There was silence as he walked through the halls of the highest building in the citadel: the grand palace of the High Council of the Time Lords.

Well, not quite silence. His boots made an ominous clicking noise against the ancient marble floor, but other than that, there we no sounds. Outside, the sky was burning, the orange turned nearly black with smoke. A million Dalek ships littered the ground, but more were on their way. The city was breached; the great dome was shattered in five different places and great swathes of the citadel had been leveled over the course of the war. As Frey set in the north, Pogar was just beginning to lighten the sky over Mount Perdition. The quiet was eerie, even preternatural.


In the innermost sanctum, they were preparing.

He walked through countless doors, down many flights of stairs. He hurried as well as he could in his old age, all too conscious of the approaching Dalek fleet and, worse, the Time Lords' plan. He passed not a soul on his way down; they were all gone. They would be voting now, he imagined. He had at best another six hours before it was too late. By the time he had reached the right level, Frey had set completely and Pogar was turning the southern sky a bright blue color. It was the first day of summer, and the daisies were just beginning to bloom on the slopes of the Never-Ending Mountains of Solace and Solitude. They were the daisiest daisies he'd ever seen.

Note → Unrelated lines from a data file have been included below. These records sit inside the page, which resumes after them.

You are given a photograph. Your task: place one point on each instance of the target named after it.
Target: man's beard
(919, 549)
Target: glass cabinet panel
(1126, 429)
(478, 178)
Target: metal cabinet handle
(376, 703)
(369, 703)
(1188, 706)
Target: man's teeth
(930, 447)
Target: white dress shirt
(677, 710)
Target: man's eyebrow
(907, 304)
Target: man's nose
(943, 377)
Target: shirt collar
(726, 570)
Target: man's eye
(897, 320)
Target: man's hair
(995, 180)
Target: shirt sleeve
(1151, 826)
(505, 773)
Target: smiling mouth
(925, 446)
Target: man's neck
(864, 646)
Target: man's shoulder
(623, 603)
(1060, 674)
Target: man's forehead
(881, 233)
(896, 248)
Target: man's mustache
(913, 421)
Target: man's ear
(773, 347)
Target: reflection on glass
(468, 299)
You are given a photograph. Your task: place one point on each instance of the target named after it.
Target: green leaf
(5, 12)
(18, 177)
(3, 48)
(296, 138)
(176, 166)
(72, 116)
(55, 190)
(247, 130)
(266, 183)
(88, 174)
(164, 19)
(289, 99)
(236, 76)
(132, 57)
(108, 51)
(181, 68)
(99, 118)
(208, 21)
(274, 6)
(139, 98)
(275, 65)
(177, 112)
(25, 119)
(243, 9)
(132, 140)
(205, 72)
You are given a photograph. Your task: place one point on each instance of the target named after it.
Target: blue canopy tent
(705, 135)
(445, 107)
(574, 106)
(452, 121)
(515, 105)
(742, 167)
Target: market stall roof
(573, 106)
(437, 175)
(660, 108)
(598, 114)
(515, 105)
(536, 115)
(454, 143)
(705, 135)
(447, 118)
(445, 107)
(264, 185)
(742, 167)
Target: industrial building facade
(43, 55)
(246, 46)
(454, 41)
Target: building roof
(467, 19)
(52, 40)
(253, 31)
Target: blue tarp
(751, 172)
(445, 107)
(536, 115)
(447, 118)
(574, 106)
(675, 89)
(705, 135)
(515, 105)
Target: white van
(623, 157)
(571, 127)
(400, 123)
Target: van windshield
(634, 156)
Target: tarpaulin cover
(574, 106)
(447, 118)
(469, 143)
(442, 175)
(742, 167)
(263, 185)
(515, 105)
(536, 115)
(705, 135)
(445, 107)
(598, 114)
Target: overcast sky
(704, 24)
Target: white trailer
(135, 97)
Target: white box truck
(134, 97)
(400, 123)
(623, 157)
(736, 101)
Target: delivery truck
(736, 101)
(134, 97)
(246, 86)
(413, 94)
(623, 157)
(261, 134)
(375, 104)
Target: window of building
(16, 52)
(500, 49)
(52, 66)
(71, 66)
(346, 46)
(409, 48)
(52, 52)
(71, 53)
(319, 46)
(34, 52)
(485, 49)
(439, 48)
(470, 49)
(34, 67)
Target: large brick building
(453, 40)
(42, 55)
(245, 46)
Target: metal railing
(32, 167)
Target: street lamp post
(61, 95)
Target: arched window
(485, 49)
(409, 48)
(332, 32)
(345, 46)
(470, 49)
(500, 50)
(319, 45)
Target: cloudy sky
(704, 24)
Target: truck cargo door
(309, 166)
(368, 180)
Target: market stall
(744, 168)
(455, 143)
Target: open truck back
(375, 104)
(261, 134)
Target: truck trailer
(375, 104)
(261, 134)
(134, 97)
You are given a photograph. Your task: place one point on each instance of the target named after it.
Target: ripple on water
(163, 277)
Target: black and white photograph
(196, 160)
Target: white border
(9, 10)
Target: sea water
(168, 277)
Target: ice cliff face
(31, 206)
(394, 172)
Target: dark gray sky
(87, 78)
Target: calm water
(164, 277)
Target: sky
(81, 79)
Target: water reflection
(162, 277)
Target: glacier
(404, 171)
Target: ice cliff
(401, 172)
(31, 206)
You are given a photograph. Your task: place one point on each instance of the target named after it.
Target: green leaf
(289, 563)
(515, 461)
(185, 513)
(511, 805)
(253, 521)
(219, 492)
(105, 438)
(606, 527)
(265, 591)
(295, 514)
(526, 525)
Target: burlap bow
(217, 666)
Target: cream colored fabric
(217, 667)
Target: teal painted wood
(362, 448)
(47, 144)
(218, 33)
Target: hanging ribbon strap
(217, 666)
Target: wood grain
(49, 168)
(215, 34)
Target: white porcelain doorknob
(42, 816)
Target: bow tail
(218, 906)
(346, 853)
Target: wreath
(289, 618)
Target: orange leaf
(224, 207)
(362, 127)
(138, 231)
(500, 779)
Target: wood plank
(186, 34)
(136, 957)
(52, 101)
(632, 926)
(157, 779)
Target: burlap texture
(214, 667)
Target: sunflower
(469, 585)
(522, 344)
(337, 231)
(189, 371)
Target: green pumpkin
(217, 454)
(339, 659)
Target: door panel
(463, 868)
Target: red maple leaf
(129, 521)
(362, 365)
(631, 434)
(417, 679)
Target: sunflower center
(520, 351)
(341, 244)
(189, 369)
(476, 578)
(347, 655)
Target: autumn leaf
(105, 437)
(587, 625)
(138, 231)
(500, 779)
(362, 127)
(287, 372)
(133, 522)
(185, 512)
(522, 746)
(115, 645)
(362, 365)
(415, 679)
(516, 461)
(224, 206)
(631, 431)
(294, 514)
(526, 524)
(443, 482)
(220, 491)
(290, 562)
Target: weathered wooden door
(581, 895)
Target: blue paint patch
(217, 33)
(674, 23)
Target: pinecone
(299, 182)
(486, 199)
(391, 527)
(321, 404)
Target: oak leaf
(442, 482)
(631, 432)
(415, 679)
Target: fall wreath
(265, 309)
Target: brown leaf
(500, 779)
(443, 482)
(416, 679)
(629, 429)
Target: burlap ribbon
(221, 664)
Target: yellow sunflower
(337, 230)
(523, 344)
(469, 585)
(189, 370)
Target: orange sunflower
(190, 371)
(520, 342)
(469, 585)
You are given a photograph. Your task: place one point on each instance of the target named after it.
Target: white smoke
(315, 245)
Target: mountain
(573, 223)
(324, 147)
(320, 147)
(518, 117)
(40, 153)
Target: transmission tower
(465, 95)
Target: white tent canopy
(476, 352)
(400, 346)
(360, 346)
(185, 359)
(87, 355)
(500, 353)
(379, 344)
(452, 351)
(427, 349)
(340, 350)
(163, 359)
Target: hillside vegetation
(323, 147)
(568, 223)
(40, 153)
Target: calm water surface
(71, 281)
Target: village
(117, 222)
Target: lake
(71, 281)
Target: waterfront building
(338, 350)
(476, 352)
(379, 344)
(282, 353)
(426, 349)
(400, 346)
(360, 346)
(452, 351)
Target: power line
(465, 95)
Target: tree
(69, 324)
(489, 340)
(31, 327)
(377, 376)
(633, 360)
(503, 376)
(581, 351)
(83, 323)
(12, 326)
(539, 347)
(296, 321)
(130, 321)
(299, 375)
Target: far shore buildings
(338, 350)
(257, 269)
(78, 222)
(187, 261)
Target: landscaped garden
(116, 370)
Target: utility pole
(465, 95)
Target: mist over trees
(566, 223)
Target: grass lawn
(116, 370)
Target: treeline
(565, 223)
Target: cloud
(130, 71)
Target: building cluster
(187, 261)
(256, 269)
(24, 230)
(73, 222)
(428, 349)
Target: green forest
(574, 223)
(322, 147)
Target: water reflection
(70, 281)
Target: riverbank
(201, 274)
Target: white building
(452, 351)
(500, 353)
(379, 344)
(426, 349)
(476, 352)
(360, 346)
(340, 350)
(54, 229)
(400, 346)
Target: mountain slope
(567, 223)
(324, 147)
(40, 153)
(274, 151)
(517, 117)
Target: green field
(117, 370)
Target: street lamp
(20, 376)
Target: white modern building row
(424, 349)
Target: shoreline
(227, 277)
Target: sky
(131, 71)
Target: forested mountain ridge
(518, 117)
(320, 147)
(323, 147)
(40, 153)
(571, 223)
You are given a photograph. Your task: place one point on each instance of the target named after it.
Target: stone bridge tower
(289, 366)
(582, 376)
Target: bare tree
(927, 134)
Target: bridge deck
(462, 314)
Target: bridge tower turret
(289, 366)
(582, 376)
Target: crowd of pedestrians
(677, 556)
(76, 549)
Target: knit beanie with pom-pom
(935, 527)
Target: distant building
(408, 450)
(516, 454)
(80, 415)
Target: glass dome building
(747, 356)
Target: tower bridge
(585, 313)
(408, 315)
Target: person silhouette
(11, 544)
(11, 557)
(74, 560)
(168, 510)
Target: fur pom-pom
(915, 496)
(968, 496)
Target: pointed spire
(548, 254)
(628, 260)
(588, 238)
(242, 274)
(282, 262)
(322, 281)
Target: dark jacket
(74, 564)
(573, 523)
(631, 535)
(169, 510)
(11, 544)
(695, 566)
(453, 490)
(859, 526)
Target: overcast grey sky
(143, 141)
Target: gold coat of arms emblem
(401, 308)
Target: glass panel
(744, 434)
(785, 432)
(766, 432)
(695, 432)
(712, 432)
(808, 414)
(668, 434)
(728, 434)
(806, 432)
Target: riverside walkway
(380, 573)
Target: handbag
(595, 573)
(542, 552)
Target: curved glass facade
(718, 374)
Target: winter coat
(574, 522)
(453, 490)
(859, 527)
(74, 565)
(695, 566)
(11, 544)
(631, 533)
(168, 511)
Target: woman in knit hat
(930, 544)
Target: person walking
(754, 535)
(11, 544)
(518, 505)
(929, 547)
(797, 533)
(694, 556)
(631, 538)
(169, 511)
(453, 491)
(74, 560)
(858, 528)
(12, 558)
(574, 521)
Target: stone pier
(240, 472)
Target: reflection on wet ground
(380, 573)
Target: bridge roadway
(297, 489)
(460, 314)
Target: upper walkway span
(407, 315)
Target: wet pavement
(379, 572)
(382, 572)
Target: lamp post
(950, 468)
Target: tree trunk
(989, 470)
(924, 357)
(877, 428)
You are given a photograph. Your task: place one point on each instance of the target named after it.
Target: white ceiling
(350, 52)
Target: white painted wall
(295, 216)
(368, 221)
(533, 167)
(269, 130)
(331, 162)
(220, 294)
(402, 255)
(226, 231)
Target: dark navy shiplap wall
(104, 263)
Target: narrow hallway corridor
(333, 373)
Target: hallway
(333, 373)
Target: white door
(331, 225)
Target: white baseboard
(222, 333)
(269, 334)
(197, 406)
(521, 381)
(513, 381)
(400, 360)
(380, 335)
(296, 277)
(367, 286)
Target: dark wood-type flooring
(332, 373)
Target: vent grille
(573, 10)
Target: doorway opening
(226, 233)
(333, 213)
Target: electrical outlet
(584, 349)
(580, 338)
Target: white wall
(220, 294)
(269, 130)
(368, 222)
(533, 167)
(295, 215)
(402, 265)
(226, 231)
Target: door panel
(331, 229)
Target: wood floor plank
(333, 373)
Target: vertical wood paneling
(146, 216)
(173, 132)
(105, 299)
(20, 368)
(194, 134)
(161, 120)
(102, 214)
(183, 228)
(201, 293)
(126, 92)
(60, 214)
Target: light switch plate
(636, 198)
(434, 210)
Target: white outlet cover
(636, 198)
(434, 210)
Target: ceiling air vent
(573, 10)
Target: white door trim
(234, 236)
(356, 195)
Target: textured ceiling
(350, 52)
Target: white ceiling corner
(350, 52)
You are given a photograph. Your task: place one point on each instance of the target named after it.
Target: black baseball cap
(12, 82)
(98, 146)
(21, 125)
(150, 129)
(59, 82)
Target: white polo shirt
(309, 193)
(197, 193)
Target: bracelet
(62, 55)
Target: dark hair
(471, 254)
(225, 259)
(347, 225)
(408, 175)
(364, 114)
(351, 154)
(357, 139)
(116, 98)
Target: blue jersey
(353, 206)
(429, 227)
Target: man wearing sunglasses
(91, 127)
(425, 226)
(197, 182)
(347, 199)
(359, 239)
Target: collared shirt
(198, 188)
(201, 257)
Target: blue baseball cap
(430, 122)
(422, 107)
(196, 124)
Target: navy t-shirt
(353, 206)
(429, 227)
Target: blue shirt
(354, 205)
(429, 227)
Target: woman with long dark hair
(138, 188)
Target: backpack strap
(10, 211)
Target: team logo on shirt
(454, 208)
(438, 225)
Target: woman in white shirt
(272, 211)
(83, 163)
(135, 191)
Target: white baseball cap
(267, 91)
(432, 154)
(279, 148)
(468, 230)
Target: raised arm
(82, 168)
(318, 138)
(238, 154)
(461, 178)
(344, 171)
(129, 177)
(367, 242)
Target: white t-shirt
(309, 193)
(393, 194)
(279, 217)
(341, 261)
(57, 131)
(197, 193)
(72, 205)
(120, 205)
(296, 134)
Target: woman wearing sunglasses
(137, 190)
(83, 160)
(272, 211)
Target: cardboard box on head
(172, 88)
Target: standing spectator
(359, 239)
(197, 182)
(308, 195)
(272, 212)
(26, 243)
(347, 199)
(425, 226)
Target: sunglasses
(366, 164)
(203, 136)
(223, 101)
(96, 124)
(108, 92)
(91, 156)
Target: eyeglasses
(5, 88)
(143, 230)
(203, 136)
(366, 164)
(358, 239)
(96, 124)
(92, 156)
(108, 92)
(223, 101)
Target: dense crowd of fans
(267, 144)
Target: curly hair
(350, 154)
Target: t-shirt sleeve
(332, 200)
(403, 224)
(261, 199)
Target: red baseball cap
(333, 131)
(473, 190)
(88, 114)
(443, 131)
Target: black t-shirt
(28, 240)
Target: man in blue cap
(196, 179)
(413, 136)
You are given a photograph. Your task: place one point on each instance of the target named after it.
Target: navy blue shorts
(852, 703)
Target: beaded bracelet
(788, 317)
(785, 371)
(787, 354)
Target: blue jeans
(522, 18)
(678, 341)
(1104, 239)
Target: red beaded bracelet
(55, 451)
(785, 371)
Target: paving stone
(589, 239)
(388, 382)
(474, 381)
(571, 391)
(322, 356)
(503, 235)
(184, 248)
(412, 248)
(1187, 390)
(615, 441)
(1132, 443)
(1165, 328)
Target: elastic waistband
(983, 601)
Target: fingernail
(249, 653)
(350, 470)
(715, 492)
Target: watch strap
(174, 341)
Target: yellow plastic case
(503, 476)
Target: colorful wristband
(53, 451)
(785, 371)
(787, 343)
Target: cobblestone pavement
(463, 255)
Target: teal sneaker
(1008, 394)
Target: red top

At last, he came to the final door. It was unlike the others — imposing and gray, it bore no elegant writing to state its purpose. The door itself sufficed to say that you did not wish to venture beyond it.

A simple wave of the sonic screwdriver sent it creaking open. The inside was dark — the only light was a faint bioluminescence from the moss on the walls and that which streamed in now through the open doorway. But the man recognized the silhouette within nonetheless. She had changed her face, but it mattered not. He'd seen that silhouette countless times in the darkness, pressed his nose to her hair and inhaled in great, deep breaths. Her scent was still the same as the day he'd first met her. She was weeping, and he felt the pain in each of his hearts.

"Romanadvoratrelundar," he said. "Or do you still prefer Fred?"

She did not turn around to face him. She merely stayed as she was, simply stating, "Doctor."

There was a long and heavy silence. It weighed on the room like a guilty conscience.

Eventually, she continued.

"Did you come here to torment me again before you use it? Have you not already made enough of a mockery of everything we did and stood for?"

The Doctor stood there, motionless. In his hand was a gun. The gun. It was a simple little thing — small, black, fit perfectly in his hand. But then, the most horrible weapons were always the simplest ones.

"I do what I do without choice," he said simply.

Her shoulders slumped. "It doesn't have to come to this."

The Doctor was silent again for a very long time. Finally, he said, "Romana, come away with me. Live! You aren't like them, you're not— you haven't—"

Quite suddenly, she turned and stared into his face. Her eyes gleamed with a mad light. She was still in her ceremonial regalia — the High Council had not even bothered with removing her vestments before deposing her in favor of Rassilon, resurrected from his eternal sleep.

Her voice was as cold as ice.

"No, Doctor, but you have. What gives you the right? Simply pull the trigger and that's it. The Time Lords cease to exist. Hundreds of millions of people, all gone. And we will vanish into the darkest recesses of history. Thousands of generations will live in total ignorance, never even know the word 'Gallifrey'. What gives you the right?"

The Doctor's expression hardened, and he turned away. The click of his boots on the floor filled the silence again as he walked away from the room.

"I do this in the name of peace and sanity."

Before he turned the corner, the last words he heard from her were these.

"If you do this, then you will become like them. You'll be no better than the Time Lords."